Contributors
Associate Editor Peter Suderman takes on the Federal Communications Commission's quest to regulate the Net in "Internet Cop" (page 20). Suderman, 29, admits to spending an increasing amount of time on the Web each day. "I work online. I game online. I read online. I shop online," he says. "These days, there's almost no need to leave the house."
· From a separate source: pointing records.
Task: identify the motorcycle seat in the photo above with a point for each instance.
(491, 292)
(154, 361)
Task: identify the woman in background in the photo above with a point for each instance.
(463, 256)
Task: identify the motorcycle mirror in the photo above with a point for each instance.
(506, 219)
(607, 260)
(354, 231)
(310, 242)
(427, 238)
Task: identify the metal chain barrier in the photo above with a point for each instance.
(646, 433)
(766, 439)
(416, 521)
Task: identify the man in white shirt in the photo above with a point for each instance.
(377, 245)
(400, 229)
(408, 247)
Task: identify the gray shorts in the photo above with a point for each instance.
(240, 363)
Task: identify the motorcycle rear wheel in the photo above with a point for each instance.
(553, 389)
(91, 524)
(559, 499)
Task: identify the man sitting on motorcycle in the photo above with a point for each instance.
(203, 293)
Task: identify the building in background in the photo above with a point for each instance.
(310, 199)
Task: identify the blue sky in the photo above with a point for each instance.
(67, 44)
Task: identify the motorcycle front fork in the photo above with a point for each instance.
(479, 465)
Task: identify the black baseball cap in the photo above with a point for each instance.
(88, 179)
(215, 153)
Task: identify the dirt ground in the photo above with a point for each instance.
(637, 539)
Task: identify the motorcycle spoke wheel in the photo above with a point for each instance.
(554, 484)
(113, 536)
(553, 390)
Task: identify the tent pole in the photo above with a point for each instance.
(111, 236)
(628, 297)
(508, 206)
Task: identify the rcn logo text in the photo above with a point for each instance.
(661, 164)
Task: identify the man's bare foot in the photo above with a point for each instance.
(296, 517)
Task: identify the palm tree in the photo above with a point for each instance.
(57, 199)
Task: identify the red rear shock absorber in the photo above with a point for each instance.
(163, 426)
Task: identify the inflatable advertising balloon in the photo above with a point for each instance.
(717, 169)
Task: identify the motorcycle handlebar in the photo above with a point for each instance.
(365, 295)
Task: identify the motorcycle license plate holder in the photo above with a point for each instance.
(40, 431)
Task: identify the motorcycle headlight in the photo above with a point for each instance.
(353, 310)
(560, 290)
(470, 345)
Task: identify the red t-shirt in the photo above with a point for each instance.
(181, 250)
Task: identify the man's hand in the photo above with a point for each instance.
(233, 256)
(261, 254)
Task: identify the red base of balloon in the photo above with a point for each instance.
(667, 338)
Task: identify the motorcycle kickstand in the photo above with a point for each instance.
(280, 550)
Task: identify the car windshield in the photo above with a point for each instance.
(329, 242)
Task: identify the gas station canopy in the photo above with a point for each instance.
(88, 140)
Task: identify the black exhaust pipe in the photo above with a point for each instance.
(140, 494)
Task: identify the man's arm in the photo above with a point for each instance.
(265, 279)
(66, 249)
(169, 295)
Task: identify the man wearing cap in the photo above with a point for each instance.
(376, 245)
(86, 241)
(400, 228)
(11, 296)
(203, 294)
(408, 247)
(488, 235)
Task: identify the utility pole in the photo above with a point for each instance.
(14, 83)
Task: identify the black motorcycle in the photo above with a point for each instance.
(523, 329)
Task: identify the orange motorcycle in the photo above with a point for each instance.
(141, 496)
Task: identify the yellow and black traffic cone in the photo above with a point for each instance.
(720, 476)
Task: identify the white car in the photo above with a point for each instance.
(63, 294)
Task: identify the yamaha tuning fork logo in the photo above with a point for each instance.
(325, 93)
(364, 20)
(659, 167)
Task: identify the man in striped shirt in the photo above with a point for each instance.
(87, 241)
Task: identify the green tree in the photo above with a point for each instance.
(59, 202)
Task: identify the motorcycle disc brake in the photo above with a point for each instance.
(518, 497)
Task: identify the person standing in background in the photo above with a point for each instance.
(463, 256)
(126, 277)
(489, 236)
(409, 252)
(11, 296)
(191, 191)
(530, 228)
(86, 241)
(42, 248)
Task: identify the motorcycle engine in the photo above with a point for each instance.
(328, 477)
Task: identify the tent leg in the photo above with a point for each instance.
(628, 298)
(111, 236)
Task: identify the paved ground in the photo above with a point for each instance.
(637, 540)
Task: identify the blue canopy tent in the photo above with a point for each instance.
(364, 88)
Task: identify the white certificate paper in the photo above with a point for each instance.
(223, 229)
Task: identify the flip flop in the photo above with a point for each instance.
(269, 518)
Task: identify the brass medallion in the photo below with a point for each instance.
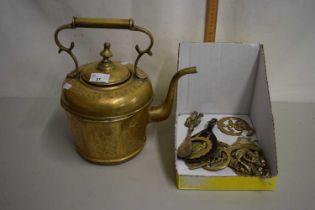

Adam Thierer is another Web aficionado. On page 72, he reviews The Master Switch, legal scholar Tim Wu's treatise on technology regulation. Thierer, formerly president of the Progress & Freedom Foundation, recently joined the Mercatus Center at George Mason University, where he will be working on the center's Technology Policy Program. The 41-year-old's interests extend to consumer technology, about which he is enthusiastic. "These damned kids these days don't know how great they've got it," he says. "Because I so vividly remember the Dark Ages of Electronics"—life before Atari and cable—"it's hard for me to complain about anything."
Austin Bragg is a Searle Fellow with reason.tv, where he works on all aspects of video production "with a heavy emphasis on post-production graphics and effects work." Bragg, 31, recently moved from Washington, D.C., to Los Angeles, which he says has actually made some aspects of video production more difficult. In L.A., people "are used to big-budget productions" which has resulted in big-budget expectations. "I'm not even supposed to shoot in a park without expensive permission out here," he sighs. But there are benefits to the new locale. "It seems trite to mention the weather," he says, "but you come to appreciate wearing short-sleeve shirts while the D.C. office is trudging through snow."